第一百九十二章歷世
2024-05-04 22:38:19
作者: 逍遙無憂
蕭無憂激動地問道:「前輩,你說的是真的嗎?」
如果鬼王提出的是其他要求,那麼蕭無憂可能還不會那麼激動,但現在他最想要的,就是能夠通過七情六慾石來提升自己的武魂意境,所以鬼王的話無疑於久旱逢甘霖,讓蕭無憂如何能夠拒絕得了。
鬼王淡淡地說道:「我還不至於去欺騙你這小鬼頭,這七情六慾石能夠讓人沉入意識的最深處,仿佛輪迴一般會經歷七世人生一般,那給予你七情六慾石之人既然把他給你了,也必然就是這般打算。至於有什麼收穫,那是你的事,我只負責幫你激發讓你能夠使用而已,怎麼樣,是否要現在使用。
蕭無憂沉吟了數刻,最後堅定地說道:「前輩,我願在這裡就使用。」
不管如何,蕭無憂都要找到七情六慾石的使用辦法,如其浪費時間趕回問劍宗,倒不如直接在這裡完成來得好。比起那些人修強者,蕭無憂反而更願意去相信眼前這個旁人聞之色變的鬼王。
「恩,那就開始吧,我只提醒你一點,不管經歷什麼,記住你自己。」鬼王淡淡地說道。
蕭無憂深吸一口氣,重重地說道:「晚輩知道。」
「嗯,開始吧。」鬼王淡淡說道,同時一身鬼氣就湧入七情六慾石之中,雖然是鬼氣湧入,但是那七情六慾石去綻放著愈加繽紛的顏色,最終光芒極致閃耀而出,把整個地底都照亮了,而在蕭無憂失去意識的前一刻,那鬼王的臉龐也因那璀璨的光芒而留在了他的腦海之中。

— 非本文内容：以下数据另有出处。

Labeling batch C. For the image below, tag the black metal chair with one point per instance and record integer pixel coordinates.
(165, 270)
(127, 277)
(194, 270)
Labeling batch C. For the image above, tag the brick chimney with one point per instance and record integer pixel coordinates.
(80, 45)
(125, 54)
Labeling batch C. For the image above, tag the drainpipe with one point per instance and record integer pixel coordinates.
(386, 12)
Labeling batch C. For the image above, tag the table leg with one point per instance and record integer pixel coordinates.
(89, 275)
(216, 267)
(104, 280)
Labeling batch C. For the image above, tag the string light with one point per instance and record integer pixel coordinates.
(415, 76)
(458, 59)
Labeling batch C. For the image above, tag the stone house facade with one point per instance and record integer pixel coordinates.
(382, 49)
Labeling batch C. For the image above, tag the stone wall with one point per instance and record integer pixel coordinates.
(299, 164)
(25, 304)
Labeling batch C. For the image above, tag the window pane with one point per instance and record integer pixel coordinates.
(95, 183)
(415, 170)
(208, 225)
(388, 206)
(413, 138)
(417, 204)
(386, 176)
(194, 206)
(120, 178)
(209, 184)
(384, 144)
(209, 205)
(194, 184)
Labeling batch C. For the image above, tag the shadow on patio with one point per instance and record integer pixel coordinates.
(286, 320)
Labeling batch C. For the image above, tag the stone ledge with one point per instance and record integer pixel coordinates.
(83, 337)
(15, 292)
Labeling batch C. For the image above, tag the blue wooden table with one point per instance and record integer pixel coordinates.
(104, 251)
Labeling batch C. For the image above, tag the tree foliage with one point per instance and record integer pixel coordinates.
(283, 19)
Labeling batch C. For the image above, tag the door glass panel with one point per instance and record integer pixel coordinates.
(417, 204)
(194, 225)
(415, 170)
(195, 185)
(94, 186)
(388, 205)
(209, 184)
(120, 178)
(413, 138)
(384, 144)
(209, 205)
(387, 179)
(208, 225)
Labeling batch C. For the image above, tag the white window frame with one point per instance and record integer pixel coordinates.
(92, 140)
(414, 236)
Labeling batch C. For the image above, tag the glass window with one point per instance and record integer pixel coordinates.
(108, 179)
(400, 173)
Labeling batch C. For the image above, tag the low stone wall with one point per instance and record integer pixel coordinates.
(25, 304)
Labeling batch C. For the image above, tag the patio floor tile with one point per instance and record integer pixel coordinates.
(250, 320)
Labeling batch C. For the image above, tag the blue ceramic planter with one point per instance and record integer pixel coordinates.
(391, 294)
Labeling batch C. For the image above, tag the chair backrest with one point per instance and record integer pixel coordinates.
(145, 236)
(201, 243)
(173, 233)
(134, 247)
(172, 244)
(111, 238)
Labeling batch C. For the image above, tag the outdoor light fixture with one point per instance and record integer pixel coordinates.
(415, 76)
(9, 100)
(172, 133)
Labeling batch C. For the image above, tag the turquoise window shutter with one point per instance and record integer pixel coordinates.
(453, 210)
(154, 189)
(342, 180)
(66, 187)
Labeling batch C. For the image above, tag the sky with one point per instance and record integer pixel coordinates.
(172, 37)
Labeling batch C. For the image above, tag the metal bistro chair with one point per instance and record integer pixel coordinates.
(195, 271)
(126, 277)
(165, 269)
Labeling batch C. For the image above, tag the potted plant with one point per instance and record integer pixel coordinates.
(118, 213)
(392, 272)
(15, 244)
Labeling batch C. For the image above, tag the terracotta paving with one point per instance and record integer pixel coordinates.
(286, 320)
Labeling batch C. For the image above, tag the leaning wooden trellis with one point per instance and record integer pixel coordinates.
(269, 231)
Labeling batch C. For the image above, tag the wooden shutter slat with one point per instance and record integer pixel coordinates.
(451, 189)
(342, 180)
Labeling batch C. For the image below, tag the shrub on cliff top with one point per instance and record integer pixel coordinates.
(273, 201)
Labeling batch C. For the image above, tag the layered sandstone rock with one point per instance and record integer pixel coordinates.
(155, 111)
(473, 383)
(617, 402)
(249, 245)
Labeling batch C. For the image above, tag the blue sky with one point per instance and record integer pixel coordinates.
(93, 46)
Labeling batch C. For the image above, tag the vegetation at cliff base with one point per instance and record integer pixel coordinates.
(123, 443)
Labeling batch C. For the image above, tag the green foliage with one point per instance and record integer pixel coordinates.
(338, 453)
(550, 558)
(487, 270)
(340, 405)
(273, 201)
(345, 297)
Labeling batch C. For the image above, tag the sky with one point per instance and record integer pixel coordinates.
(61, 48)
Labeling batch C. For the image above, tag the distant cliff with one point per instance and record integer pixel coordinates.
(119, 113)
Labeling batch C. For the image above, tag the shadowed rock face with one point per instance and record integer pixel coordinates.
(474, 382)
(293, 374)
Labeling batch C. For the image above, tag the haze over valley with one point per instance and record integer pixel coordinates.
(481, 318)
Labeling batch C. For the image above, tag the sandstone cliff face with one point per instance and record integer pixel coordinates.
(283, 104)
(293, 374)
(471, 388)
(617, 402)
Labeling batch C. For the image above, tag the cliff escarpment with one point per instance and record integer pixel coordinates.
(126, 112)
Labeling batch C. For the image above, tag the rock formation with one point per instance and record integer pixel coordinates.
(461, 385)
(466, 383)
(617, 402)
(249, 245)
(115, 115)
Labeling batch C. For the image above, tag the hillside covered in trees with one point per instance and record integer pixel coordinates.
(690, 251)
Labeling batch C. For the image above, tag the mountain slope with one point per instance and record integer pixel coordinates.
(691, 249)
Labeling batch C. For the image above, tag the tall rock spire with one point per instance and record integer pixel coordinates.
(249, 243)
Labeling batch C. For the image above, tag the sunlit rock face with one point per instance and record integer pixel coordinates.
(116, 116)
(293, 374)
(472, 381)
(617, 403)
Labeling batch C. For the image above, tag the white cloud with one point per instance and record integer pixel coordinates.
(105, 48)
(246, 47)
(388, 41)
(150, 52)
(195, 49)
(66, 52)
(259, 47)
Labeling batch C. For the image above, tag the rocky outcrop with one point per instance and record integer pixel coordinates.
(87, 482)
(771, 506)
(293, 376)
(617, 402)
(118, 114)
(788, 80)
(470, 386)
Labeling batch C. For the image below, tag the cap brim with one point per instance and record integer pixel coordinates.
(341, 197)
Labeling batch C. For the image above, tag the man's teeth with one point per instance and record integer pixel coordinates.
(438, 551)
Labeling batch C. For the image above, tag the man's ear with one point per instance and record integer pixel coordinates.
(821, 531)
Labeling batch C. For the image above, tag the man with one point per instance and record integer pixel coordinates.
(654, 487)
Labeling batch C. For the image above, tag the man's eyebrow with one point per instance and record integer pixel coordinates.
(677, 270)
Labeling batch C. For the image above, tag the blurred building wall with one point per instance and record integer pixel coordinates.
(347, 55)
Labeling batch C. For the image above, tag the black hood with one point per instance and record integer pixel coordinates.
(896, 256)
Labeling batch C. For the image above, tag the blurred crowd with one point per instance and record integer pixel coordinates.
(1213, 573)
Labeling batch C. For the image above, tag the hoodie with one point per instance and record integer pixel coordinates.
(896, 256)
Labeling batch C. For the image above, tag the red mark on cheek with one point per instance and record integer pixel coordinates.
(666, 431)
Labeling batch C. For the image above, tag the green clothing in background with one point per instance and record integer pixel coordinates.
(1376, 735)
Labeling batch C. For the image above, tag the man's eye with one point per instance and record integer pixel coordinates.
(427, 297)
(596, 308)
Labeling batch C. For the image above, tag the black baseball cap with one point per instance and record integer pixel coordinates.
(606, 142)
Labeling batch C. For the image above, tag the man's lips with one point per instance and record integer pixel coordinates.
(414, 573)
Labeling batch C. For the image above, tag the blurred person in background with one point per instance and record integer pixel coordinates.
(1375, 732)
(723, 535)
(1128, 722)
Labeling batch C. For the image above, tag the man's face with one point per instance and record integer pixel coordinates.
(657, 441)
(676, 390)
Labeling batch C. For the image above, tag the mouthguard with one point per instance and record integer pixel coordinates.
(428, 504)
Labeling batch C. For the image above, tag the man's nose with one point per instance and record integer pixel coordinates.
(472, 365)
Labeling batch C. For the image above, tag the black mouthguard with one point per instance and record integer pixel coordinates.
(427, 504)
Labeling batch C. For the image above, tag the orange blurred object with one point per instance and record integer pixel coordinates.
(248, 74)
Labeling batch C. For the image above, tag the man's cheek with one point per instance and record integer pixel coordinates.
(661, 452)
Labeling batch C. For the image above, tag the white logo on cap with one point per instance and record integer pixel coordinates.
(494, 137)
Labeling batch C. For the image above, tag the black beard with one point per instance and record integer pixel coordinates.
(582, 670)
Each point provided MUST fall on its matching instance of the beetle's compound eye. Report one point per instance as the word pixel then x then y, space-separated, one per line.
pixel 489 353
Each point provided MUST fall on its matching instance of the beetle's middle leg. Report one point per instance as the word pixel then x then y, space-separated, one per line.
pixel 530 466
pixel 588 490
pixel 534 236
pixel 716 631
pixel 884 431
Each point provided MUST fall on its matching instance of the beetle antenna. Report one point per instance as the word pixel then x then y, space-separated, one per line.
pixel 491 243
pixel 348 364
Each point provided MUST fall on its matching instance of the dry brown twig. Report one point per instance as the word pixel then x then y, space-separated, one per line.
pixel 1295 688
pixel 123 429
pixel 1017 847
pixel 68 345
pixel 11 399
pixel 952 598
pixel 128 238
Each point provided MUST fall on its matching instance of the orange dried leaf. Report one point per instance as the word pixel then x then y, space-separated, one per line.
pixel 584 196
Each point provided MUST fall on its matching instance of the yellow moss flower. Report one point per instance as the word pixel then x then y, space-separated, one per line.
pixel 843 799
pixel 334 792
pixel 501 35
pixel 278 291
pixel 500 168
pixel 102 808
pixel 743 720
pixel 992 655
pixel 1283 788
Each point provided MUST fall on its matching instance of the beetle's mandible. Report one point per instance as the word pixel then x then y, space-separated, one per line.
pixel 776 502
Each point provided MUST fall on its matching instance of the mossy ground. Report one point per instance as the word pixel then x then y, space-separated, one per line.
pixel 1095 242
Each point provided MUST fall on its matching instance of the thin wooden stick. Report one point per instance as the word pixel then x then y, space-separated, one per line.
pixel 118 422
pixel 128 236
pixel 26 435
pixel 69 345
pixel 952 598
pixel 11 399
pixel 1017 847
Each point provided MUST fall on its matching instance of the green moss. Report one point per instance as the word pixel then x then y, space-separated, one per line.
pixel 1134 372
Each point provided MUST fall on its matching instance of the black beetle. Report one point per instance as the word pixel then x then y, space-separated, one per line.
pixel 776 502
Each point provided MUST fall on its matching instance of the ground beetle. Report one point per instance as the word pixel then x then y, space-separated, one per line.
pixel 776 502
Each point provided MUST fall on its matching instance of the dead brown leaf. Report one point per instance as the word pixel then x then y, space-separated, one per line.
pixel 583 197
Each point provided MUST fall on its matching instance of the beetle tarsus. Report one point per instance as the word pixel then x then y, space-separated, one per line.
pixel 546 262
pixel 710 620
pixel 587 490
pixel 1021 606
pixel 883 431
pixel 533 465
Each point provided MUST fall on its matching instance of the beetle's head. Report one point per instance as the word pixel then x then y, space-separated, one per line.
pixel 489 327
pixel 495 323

沒有陰森恐怖,沒有慘不忍睹,在蕭無憂的腦海當中看到的,只是一個慈祥卻又垂暮老矣的耄耋之人而已。
蕭無憂的雙目已經閉上,並且逐漸沉靜起來,連那跳動的心臟與變得愈來愈緩慢起來。鬼王的手臂一托,那七情六慾石是就飄到蕭無憂的身前,最終落在了他那交錯放在的雙手之中,同時其中的七彩光芒中一道綠色的光芒直接從其中跑了出來,鑽進了蕭無憂的腦海之中,消失不見了。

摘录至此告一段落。